Q From Betty Thaeder, Toronto: I came across a reference in a newspaper last week to the Great Wen, which appeared to be London. Why that name and where did it come from?
A It is indeed a reference to London, an uncomplimentary one. It’s now largely forgotten other than by historians — Oxford dictionaries mark it as archaic — though journalists still occasionally find it a useful mock-eruditism with which to pepper their prose. Even more curiously, an archive of British newspapers that I consulted shows that it underwent a mild revival in the early 2000s.
It’s particularly puzzling to many people because they don’t know the meaning of wen, a word almost as rare as Great Wen. A wen is a type of benign tumour, a sebaceous cyst, most commonly found on the scalp. It’s an Old English word of obscure origin, though it’s known to have had parallels in several ancient Germanic languages.
From medieval times, people generalised the idea to refer to any sort of protrusion and used it figuratively as an insult.
I do allow this Wen to be as familiar with me, as my dogge.
Henry IV, Part 2, by William Shakespeare, 1600. Prince Hal is referring dismissively to the obese Falstaff.
In the eighteenth century, it came to refer to cities, London especially, that had grown hugely following industrialisation and changes in the rural economy. To many observers, their choked, noisome and polluted environments did seem like an outgrowth on the English landscape, which sucked in people and produce from their hinterlands.
If therefore the Increase of Building [in London], begun at such an early period, was looked upon to be no better than a Wen, or Excrescence, upon the Body-Politic, what must we think of those numberless streets and squares that have been added since?
Four Letters on Important National Subjects, by Josiah Tucker, 1783. Tucker, an economic theorist, was then Dean of Gloucester.
You might be reminded of a comment by Prince Charles in 1984, when he referred to a proposed extension to the National Gallery in London as a “monstrous carbuncle on the face of a much loved and elegant friend”. Two centuries earlier, he would most likely have called it a wen.

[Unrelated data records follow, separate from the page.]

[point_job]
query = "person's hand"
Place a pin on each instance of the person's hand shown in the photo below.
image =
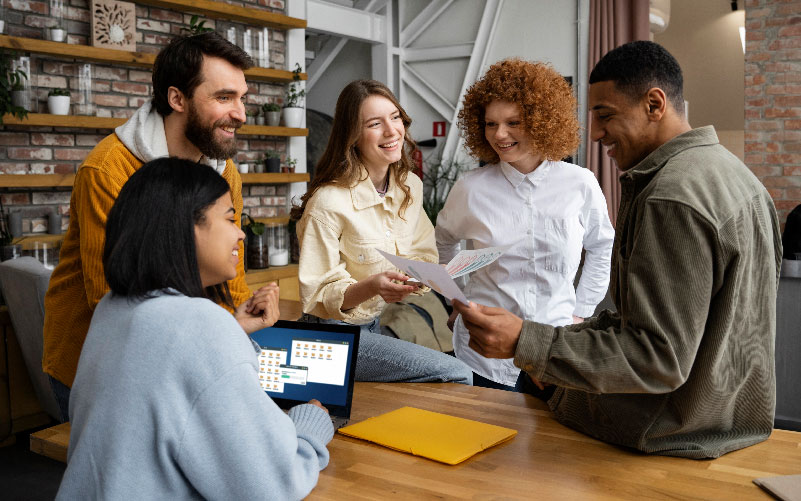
(493, 331)
(385, 285)
(260, 311)
(452, 319)
(316, 402)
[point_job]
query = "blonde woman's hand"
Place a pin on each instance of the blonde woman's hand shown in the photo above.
(260, 311)
(386, 285)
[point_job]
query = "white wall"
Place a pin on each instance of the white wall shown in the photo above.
(540, 30)
(352, 63)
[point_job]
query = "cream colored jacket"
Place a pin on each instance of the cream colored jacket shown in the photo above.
(339, 232)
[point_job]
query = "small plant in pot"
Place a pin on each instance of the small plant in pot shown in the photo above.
(293, 106)
(272, 161)
(57, 33)
(8, 250)
(272, 114)
(256, 252)
(58, 101)
(12, 90)
(291, 163)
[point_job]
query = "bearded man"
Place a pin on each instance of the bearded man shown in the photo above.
(198, 92)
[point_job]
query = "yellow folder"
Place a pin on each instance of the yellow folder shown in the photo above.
(436, 436)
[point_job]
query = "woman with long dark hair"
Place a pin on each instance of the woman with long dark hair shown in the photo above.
(166, 402)
(363, 198)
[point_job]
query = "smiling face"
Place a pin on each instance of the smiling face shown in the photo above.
(217, 238)
(621, 124)
(216, 109)
(503, 129)
(382, 132)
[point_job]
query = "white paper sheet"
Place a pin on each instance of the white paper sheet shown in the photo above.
(468, 261)
(432, 275)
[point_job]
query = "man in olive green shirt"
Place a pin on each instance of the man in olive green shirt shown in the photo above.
(685, 367)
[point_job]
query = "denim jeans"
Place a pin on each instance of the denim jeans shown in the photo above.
(62, 394)
(386, 359)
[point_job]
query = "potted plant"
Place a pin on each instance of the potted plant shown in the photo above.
(291, 163)
(272, 114)
(58, 101)
(12, 90)
(272, 161)
(293, 106)
(8, 250)
(195, 27)
(257, 247)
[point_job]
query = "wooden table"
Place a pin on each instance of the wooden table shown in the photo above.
(544, 461)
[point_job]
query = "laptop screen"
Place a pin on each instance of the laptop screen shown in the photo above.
(300, 361)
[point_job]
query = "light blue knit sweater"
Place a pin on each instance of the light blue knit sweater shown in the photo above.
(167, 405)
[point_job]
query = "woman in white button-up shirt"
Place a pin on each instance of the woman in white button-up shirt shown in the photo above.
(363, 197)
(521, 119)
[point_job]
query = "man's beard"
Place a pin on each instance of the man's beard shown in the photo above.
(203, 138)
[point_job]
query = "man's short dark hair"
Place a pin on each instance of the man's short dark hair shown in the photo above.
(179, 64)
(638, 66)
(149, 250)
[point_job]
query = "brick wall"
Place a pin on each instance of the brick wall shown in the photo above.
(773, 98)
(118, 91)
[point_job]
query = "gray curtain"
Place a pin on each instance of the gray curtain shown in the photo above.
(612, 23)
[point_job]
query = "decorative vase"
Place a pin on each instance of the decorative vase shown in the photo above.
(58, 105)
(273, 164)
(257, 251)
(293, 117)
(273, 118)
(20, 98)
(58, 34)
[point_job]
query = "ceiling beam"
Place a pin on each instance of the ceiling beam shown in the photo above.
(422, 21)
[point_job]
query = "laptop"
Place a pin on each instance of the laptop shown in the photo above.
(300, 361)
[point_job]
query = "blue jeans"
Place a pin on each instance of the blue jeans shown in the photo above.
(62, 394)
(387, 359)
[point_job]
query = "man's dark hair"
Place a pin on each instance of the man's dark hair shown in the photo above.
(150, 231)
(179, 63)
(638, 66)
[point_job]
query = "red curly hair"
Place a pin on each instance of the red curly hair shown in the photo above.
(547, 108)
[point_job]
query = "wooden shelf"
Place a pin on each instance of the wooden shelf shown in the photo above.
(114, 56)
(66, 180)
(271, 274)
(227, 12)
(90, 122)
(275, 178)
(36, 180)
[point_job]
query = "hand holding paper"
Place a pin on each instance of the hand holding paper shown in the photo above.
(441, 279)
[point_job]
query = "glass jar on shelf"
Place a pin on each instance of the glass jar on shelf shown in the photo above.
(278, 242)
(56, 27)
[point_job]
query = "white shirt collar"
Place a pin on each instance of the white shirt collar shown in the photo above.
(515, 177)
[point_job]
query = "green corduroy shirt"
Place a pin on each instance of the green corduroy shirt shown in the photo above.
(686, 365)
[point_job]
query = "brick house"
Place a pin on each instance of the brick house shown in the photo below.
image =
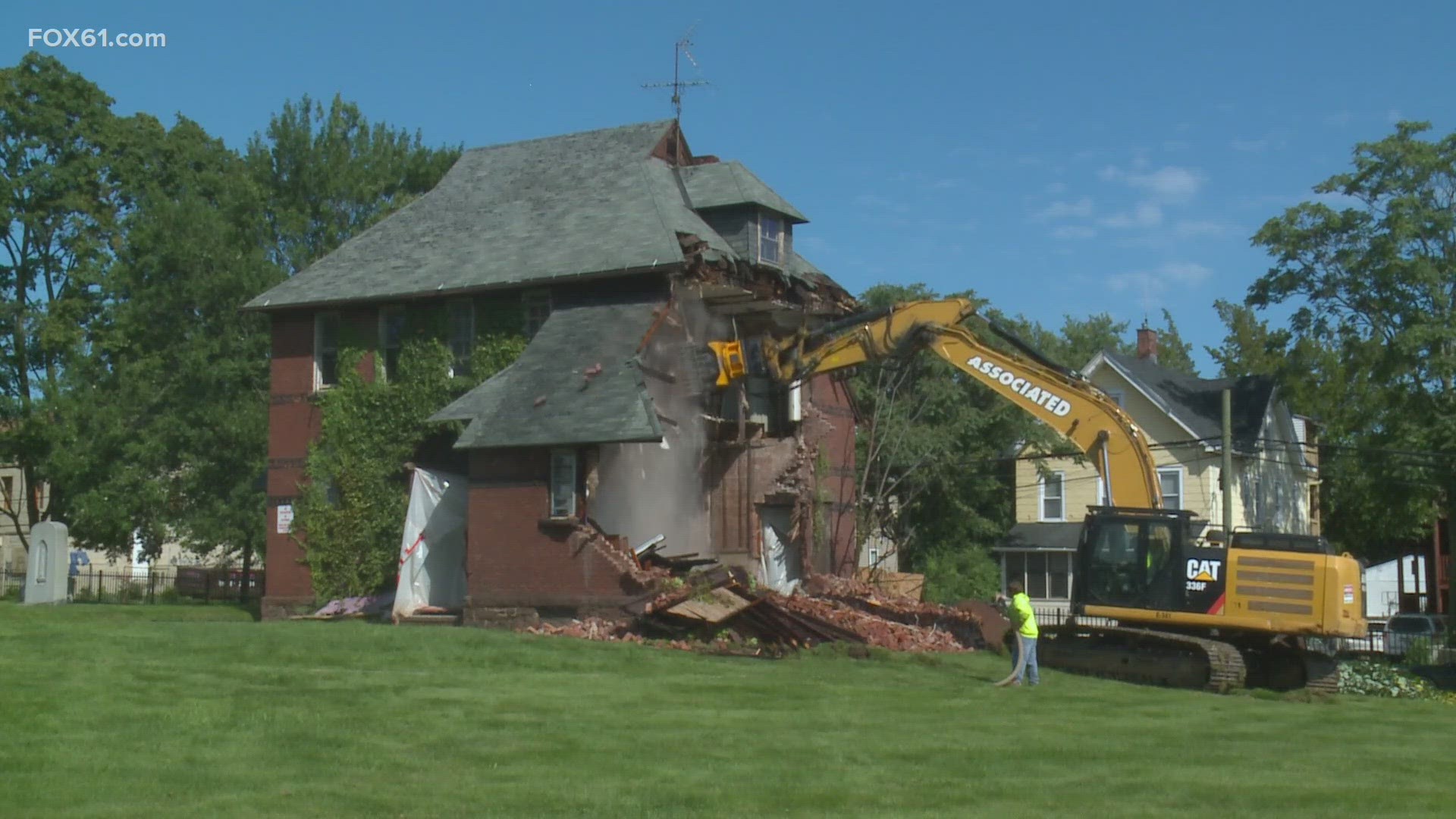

The origin of the fuller phrase Great Wen is usually attributed to the English writer and political reformer William Cobbett:
But what is to be the fate of the great wen of all? The monster called, by the silly coxcombs of the press, “the metropolis of the empire”?
Rural Rides, by William Cobbett; first published in Cobbett’s Weekly Register, 5 Jan. 1822.
Though the term quickly became accepted, it usually appeared as “the great wen of London”. It was only in the 1850s that it started to be capitalised as the Great Wen, with a reference to London being assumed.